Some of my greatest moments in hockey have always involved the markets off the beaten path.  When the Rangers and Panthers headed to Puerto Rico, so did I.  The defining moment wasn’t the game itself…it was watching the birth of the new, young hockey fans sitting in front of me.  Watching these kids see their first hockey game for the first time in their life was an experience you never forget.  You see it in their eyes…  You see the exact moment when they’ve fallen in love with hockey.

In Puerto Rico, everyone cheered for both teams.  They didn’t pick a team to be a fan of for the night.  They were there just for the game of hockey.  This was the community of San Juan going to a hockey game because they had never seen a game before in their entire life.
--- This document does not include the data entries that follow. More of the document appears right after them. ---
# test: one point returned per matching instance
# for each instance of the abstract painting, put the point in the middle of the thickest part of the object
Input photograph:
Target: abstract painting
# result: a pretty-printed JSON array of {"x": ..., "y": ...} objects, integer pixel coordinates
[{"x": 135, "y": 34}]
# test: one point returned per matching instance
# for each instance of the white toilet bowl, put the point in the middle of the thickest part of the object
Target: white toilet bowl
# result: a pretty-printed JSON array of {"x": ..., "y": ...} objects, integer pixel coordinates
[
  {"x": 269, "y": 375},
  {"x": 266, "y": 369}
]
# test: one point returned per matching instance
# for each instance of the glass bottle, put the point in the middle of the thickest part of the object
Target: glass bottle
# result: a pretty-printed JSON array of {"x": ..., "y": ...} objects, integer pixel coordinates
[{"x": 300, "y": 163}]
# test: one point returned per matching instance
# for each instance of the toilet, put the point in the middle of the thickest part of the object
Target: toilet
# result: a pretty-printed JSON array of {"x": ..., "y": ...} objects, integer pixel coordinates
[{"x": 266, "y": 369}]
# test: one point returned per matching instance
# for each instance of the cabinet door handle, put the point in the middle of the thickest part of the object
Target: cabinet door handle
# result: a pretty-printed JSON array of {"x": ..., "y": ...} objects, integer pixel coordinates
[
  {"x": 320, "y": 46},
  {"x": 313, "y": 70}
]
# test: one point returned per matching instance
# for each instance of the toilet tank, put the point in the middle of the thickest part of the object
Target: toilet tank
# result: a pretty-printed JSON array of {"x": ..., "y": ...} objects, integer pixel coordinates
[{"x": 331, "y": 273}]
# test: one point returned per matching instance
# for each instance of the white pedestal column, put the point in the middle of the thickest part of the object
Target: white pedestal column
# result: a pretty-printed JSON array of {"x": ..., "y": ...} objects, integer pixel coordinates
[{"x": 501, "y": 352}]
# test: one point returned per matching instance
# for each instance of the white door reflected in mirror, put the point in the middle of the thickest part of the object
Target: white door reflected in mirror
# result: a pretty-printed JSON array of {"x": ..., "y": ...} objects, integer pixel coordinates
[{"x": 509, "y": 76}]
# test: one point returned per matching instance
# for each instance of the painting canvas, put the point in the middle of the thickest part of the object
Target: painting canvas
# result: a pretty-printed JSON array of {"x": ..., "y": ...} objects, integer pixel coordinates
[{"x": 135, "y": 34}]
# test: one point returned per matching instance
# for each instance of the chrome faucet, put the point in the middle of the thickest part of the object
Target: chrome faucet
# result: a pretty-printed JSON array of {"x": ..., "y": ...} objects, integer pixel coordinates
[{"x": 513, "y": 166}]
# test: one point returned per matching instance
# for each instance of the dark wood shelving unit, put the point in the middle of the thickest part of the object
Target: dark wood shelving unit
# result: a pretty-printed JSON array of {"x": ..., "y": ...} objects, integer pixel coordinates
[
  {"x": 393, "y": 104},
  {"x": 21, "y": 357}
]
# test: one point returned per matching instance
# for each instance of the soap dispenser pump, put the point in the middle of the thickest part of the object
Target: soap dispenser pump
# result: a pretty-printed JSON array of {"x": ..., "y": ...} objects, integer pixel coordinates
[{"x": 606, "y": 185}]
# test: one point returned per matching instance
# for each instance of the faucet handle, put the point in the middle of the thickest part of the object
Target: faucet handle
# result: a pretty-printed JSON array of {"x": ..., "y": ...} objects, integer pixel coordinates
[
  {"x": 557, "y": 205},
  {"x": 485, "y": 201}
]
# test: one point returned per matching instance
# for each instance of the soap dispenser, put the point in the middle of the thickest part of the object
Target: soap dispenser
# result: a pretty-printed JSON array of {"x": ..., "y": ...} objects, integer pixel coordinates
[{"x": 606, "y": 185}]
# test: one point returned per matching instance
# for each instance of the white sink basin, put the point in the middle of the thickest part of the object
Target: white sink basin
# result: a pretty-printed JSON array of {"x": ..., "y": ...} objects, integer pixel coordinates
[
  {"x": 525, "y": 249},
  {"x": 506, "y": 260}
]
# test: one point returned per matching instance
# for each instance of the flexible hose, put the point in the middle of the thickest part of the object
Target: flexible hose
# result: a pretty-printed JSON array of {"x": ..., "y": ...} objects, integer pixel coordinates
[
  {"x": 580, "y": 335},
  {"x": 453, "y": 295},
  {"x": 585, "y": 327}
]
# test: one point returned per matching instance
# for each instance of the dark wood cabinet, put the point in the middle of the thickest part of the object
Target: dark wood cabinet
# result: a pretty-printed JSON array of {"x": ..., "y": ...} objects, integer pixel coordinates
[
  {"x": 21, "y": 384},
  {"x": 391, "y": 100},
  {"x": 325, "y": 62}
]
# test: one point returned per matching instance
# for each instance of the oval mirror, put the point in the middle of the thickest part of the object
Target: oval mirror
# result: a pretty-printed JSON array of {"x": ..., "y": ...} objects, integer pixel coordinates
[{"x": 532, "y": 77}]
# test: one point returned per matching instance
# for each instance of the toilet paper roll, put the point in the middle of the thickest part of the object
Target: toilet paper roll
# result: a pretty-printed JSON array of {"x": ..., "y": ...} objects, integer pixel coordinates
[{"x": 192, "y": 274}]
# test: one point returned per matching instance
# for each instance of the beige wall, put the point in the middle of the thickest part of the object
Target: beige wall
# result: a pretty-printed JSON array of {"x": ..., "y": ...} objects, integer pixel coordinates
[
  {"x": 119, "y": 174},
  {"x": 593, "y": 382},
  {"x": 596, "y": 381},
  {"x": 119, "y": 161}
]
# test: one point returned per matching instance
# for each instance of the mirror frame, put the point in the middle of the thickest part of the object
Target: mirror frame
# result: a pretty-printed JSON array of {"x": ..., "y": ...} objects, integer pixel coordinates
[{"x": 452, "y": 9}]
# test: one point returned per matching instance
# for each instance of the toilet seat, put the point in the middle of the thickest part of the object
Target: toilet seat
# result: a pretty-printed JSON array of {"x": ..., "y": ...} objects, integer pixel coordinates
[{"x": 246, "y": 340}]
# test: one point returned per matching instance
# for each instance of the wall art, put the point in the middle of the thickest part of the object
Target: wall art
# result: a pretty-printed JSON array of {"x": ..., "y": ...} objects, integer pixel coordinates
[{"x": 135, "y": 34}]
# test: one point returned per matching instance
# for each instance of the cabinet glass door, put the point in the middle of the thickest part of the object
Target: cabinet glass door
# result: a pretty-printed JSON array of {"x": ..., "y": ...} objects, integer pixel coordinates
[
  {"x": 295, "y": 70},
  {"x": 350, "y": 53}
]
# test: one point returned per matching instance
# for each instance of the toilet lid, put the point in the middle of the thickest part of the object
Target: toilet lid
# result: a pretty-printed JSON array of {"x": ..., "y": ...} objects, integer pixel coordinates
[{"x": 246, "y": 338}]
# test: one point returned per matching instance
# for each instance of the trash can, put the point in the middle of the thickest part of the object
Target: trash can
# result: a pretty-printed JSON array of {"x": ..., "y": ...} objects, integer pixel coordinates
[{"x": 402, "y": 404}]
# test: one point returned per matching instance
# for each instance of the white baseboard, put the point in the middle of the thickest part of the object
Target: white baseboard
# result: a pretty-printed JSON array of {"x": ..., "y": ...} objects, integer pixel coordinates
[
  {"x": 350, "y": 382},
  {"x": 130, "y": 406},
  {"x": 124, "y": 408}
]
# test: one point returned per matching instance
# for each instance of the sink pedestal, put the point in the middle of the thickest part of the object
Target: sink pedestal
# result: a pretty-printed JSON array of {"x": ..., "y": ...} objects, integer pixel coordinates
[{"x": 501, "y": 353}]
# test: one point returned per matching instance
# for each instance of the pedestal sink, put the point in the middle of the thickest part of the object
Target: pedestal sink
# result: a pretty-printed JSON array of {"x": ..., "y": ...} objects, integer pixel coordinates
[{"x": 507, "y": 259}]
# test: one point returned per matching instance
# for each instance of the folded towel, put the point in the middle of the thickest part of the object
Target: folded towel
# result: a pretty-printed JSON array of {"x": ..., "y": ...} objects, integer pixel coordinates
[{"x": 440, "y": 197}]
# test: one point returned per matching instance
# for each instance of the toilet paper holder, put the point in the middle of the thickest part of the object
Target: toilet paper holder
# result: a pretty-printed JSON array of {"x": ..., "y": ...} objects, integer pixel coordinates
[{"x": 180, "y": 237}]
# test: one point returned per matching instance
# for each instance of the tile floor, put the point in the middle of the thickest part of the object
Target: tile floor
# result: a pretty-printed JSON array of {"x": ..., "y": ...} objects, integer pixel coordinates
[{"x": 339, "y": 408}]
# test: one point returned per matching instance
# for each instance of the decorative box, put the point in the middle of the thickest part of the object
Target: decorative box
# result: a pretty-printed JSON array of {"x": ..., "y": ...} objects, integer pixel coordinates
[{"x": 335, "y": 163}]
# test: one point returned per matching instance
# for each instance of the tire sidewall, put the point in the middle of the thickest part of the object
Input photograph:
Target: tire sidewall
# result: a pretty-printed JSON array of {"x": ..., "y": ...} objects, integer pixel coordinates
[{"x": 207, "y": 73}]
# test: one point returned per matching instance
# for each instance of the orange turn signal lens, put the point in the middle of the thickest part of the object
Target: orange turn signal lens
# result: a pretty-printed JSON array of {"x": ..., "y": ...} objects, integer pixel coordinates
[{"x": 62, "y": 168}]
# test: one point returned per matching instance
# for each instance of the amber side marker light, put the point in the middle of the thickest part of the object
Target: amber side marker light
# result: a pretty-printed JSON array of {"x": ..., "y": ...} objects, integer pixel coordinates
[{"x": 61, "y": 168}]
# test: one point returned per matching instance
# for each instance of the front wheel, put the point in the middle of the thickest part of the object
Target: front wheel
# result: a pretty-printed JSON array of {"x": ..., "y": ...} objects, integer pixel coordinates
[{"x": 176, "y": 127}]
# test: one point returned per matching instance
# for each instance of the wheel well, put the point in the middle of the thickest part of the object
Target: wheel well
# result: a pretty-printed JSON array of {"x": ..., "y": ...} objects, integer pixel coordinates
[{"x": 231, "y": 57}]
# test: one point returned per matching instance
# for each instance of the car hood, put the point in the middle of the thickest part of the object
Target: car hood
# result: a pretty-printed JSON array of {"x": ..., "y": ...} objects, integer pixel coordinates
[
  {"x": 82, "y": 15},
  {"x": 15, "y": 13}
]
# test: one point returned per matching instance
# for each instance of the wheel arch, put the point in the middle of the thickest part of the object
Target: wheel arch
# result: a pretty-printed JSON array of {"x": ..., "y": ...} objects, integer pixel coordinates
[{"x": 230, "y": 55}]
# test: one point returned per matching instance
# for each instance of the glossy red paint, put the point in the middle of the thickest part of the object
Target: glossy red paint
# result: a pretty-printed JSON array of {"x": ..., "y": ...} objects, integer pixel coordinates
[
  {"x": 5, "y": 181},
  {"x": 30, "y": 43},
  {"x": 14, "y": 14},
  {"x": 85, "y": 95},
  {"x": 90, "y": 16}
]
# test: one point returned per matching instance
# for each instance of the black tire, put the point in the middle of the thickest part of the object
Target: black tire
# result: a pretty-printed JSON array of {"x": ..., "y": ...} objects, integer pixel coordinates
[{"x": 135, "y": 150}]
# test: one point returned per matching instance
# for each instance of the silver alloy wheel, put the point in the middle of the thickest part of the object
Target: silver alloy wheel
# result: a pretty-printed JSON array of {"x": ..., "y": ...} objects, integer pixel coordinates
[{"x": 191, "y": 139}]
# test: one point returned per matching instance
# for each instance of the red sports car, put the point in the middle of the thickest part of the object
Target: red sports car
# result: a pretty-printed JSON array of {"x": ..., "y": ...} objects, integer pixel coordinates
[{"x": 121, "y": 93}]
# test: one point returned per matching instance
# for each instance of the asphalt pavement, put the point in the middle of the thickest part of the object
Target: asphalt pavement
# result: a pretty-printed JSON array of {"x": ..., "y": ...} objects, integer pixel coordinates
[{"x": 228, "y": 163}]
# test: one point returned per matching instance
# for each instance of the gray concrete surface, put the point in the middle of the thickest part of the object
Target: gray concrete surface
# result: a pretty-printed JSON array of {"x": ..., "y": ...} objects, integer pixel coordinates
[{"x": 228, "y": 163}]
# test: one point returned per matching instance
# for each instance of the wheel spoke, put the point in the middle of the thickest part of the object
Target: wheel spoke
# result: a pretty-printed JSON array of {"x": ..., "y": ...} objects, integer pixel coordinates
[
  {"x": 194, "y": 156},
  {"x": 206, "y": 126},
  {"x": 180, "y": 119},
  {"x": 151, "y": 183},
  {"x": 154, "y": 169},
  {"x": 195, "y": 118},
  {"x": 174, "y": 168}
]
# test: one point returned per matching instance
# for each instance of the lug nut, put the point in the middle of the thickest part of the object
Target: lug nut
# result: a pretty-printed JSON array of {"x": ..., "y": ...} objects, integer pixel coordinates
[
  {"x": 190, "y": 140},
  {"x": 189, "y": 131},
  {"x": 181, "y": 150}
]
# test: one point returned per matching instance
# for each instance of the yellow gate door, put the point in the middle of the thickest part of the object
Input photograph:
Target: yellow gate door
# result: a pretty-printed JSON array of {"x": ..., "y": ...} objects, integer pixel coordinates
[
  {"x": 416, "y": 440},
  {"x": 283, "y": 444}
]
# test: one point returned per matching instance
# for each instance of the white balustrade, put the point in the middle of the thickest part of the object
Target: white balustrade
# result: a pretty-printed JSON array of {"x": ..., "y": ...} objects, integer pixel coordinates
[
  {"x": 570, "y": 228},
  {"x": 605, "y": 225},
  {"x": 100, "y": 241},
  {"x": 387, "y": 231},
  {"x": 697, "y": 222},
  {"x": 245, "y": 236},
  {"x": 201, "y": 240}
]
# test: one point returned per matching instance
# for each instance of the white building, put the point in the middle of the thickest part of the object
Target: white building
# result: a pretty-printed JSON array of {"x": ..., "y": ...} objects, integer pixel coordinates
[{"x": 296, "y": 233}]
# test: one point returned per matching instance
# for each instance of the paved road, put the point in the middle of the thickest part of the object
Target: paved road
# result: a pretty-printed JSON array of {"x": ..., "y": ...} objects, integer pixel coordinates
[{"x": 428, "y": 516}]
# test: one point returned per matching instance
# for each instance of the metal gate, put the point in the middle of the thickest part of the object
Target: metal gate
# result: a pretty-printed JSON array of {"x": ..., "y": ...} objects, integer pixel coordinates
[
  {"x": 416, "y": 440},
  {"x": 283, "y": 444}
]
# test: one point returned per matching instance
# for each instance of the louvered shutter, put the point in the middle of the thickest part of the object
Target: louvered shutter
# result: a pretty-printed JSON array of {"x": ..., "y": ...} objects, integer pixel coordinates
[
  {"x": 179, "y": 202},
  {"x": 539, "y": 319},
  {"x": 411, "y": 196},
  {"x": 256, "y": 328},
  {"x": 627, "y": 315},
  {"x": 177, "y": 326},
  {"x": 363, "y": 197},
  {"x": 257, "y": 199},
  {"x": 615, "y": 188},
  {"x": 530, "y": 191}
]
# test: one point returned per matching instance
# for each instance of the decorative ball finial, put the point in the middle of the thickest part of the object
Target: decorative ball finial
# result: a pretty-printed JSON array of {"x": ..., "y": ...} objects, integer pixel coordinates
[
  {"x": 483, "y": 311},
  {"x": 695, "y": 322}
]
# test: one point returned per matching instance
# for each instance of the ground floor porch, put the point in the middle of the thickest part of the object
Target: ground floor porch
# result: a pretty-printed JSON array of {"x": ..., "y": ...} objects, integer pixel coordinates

It wasn’t about how the arena wasn’t sold out or how many empty seats were all around.  It was about growing hockey in the minds, hearts and souls of a new demographic.  Those are the moments you remember.

Fans, we’re in this for the hockey.  We are fans because we love hockey.  Fan loyalties can sway one way or another.  Some club you hate may acquire a player you love (take for instance my love affair with the Philadelphia Flyers this season…I vomited when I heard Jagr signed there).  Next thing you know, you know more about that team you hate than you do your own home team. 

You may visit an arena where you meet a whole new fan base that’s so great, you can’t help but become fond of that team.  The San Jose Sharks, Montreal Canadiens and Carolina Hurricanes will always hold a soft spot in my heart because of the experiences I’ve had with their fans at their home arena. 

This is about the love of the game.  It’s about growing hockey.  It’s about investing in this sport every which way that you can.  When one club fails, we, as hockey fans could have helped.  We could have supported the team when they were down.  We could have bought tickets and took the kids. 

Even in the NY area markets, people complain so much about spending money for MSG prices, but still…it sells out.  You could have gone to Prudential Center or Nassau Coliseum and snatched up a much cheaper ticket.  The Rangers visit both arenas three times a piece…that’s six games you could head to that is still a fraction of the price for one ticket at MSG.  At these prices, you could probably afford to bring the whole family.

Personally, I’m a little excited for next hockey season.  While I’m still in America at the start of the season (barring a lockout), I’ll be able to sit downstairs and be a fan again…just a few more times before European hockey gets me.  For me, I don’t care who’s in front of me, but I know I’ll be investing in my community teams.  Why?  Because I believe in investing in the people that make my community thrive.  It takes a village…do your part.

Instead of complaining about how a club is failing, help them succeed.  Each time a club fails, the entire hockey community is effected.  There’s no better way to explain it beyond the memory of what happened in the KHL with Yaroslavl Lokomotiv.  It wasn’t the KHL that lost a hockey club.  It was the entire hockey community that lost a hockey club.  We were all effected by the loss. 

Moving forward, instead of bitching all of the time about how a team can’t sell its arena out…ask yourself why you didn’t do your part, as part of the greater hockey community, to help them sell out their arena.  Ask what you could do differently going forward to help the entire hockey community grow.  We can’t all go to three different hockey games in one night here in NYC, but you can still support the other teams. 

That’s why when I’m covering one game, you may see me tweet about another game.  Why?  Because I’m always watching more than one game at any given time.  And I always have one eye on that Flyers game, a team I hate, just to see if Jagr scored.